Women should return at 3 weeks (NOT 6 weeks) for postpartum checkups!

 

Doctors Leon Speroff and Dan Mishell wrote the lead article in Contraception in August, 2008.  They suggest that “the 6-week postpartum visit is an anachronism.”  It simply does not make sense.  Many women resume sexual activity, they point out BEFORE 6 weeks and ovulation frequently occurs before 6 weeks.

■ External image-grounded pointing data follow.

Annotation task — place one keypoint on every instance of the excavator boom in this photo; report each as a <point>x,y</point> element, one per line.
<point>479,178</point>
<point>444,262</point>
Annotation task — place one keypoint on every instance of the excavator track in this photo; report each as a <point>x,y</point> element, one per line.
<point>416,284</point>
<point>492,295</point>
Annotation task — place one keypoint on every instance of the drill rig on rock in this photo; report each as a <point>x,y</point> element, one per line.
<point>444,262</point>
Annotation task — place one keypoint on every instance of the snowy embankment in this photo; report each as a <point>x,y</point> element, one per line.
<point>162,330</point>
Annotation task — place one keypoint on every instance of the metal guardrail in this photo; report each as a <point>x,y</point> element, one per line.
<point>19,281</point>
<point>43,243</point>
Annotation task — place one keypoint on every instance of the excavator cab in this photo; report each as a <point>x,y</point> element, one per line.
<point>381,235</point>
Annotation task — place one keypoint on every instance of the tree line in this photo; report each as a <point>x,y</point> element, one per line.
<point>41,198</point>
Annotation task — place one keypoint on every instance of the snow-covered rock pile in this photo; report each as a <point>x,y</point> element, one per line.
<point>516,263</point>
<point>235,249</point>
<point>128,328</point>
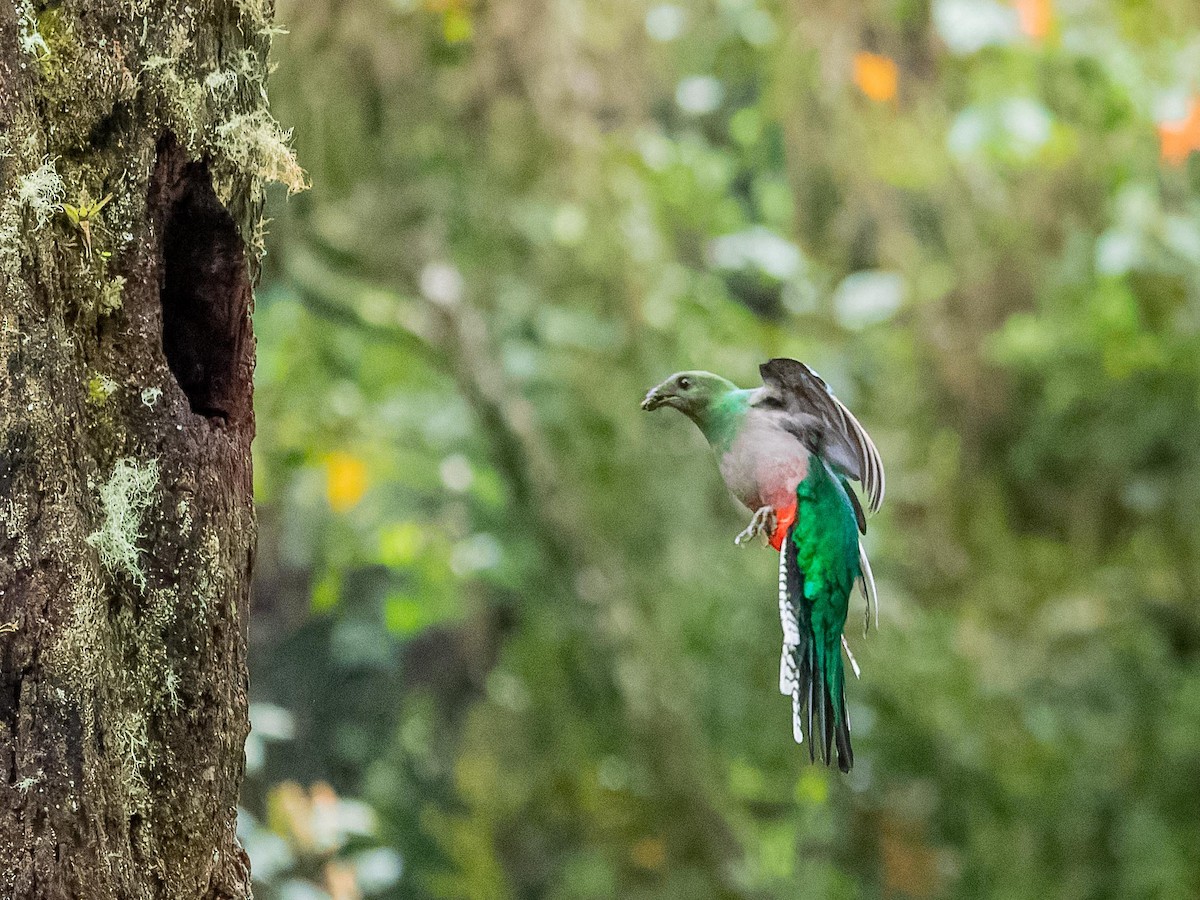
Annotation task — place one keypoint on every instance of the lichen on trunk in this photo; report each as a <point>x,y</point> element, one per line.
<point>130,198</point>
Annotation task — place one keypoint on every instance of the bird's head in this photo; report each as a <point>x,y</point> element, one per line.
<point>691,393</point>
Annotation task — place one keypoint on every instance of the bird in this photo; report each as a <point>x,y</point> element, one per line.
<point>787,451</point>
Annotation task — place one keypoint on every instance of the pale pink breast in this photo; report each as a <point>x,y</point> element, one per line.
<point>765,465</point>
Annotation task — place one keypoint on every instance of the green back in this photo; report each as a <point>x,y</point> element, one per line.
<point>826,540</point>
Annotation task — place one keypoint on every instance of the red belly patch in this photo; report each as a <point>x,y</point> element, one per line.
<point>784,520</point>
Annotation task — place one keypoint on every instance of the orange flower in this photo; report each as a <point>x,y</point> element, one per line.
<point>1036,17</point>
<point>876,76</point>
<point>1179,138</point>
<point>346,481</point>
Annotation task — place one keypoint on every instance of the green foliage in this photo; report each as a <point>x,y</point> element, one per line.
<point>503,604</point>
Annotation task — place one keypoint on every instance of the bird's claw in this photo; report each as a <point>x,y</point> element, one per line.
<point>761,523</point>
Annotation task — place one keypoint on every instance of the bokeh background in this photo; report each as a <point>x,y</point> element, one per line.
<point>503,645</point>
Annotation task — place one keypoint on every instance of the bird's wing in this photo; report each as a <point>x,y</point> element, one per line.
<point>821,419</point>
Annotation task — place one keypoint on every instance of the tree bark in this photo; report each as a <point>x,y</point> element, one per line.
<point>126,517</point>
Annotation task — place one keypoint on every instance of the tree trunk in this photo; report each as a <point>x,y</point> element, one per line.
<point>133,145</point>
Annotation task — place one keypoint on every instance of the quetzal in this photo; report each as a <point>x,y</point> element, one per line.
<point>787,450</point>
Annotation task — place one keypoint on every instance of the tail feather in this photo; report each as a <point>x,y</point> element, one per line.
<point>813,675</point>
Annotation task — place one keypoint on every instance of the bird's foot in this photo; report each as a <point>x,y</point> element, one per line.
<point>761,523</point>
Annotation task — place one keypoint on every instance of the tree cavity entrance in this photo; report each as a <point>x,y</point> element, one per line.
<point>204,288</point>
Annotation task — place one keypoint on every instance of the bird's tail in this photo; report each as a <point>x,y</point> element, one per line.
<point>810,670</point>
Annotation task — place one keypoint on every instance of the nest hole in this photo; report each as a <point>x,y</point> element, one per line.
<point>204,288</point>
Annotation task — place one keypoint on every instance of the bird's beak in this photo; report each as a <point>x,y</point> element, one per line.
<point>655,399</point>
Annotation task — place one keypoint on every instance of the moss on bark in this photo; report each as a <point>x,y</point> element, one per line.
<point>123,681</point>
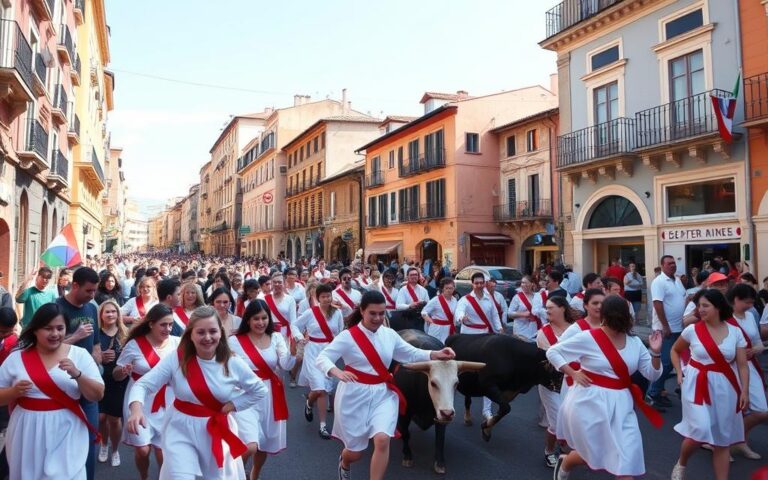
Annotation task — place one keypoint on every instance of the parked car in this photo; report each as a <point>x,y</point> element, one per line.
<point>507,279</point>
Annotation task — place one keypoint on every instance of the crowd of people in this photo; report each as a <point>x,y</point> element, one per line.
<point>102,355</point>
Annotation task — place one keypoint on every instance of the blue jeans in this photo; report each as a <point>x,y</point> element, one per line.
<point>666,364</point>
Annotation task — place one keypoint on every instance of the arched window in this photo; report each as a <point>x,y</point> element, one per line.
<point>614,211</point>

They suggest that “A 3-week visit would be more effective at preventing postpartum conception by initiating effective contraception at this time, instead of after the 6-week visit.”

This has been suggested for the past 2 decades by clinicians wanting to diagnose harmful bleeding due to a partially retained placenta.  Obviously it is desirable to detect this earlier than the 6-week visit. 

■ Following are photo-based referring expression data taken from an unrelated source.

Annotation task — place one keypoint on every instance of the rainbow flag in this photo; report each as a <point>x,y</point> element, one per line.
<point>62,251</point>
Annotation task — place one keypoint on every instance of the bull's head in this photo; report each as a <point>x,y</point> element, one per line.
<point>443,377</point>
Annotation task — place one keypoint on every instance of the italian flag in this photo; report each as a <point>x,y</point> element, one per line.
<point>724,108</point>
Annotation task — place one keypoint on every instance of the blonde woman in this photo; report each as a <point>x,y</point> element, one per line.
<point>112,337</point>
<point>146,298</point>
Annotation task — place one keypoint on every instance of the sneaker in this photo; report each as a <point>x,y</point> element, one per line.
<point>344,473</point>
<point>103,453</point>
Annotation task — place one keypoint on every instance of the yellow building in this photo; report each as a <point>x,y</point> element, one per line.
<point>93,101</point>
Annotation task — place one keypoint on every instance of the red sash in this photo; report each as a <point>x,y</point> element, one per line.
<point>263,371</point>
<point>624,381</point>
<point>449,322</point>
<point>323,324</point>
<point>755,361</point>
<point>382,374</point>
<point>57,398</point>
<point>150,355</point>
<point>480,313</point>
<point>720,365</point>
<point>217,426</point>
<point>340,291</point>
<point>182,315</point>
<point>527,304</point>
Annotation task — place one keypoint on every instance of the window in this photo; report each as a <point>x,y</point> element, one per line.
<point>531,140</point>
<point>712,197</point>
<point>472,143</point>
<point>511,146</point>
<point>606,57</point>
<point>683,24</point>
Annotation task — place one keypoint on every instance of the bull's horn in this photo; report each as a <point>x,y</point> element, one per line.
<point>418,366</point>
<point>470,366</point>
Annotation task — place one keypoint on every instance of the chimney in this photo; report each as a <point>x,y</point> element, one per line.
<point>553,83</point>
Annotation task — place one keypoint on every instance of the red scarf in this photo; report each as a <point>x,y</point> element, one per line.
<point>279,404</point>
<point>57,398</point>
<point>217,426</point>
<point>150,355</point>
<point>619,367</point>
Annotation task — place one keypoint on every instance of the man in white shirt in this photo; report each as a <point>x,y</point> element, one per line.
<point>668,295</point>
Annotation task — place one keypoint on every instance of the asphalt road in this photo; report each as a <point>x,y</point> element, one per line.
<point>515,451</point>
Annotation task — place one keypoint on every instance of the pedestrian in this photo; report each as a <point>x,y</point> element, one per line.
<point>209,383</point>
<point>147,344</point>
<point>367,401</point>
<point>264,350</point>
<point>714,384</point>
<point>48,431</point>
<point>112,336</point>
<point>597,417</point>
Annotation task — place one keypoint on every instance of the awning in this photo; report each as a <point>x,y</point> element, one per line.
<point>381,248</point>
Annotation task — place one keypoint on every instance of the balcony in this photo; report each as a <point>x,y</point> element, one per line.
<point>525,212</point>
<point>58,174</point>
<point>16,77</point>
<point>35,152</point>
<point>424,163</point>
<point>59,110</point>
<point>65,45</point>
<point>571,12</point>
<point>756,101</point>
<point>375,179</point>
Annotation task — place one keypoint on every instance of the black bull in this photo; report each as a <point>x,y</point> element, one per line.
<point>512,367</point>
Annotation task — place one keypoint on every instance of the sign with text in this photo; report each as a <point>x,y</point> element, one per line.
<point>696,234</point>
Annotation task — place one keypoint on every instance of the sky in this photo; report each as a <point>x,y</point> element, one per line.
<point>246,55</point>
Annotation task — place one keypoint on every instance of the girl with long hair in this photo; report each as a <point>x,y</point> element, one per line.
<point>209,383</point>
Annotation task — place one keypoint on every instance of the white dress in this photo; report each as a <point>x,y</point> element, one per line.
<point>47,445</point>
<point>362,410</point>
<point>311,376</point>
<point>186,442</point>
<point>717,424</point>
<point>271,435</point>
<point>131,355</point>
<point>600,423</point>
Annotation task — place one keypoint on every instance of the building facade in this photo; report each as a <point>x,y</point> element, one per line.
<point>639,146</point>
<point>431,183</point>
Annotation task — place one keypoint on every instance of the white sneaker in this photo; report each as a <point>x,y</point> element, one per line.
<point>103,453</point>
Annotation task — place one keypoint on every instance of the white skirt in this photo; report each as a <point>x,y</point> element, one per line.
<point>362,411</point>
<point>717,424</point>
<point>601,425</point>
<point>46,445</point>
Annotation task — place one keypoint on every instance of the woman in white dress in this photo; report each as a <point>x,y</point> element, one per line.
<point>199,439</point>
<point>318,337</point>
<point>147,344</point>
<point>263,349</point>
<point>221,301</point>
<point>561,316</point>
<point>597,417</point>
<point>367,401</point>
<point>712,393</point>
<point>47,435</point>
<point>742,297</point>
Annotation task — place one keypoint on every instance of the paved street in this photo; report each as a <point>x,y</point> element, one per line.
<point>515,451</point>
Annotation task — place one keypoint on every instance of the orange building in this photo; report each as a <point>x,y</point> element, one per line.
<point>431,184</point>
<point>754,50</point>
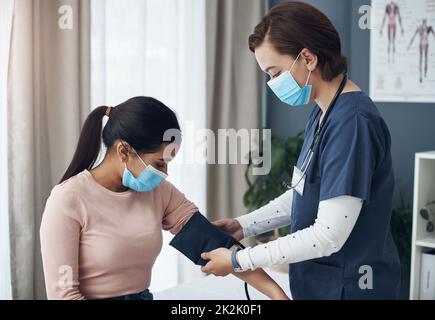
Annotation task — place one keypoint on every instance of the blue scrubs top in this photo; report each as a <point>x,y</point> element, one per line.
<point>351,158</point>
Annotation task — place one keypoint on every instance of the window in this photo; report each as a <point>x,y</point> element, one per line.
<point>6,9</point>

Speroff and Mishell point out that “total contraceptive protection is achieved by the exclusively breastfeeding woman for a duration of only 10 weeks”  [Visness, Kennedy, Gross et al 1997].  “Supplemental feeding increases the chance of ovulation (and pregnancy) even in amenorrheic women [Diaz S, Aravena R, Cardenas H. 1991 43-335-52]. Speroff and Mishell further point out that “Half of women who are not fully breastfeeding ovulate before the sixth week. Lactation, therefore, provides a contraceptive effect, but it is variable and not reliable for every woman.” 

RAH COMMENT:  When a physician, nurse midwife or nurse practitioner cares for a woman in the immediate postpartum period, neither the woman nor her clinician knows with certainty whether she will be exclusively breastfeeding for the entire 6 weeks suggesting that even for breastfeeding women the routine postpartum visit be scheduled for 3 weeks postpartum.

 

Handing an immediately postpartum woman her birth control pills in the hospital  and instructing her to take her first pill when her baby is 3 weeks old (if it is her plan to use combined pills), avoids some of the confusion and loss of effectiveness of delaying starting her pills until her 6-week postpartum visit.

Similarly, handing an immediately postpartum woman her progestin-only pills in the hospital  and instructing her to take her first pill on discharge from the hospital (if it is her plan to use POPs), avoids some of the confusion of delaying starting her pills until her 6-week postpartum visit.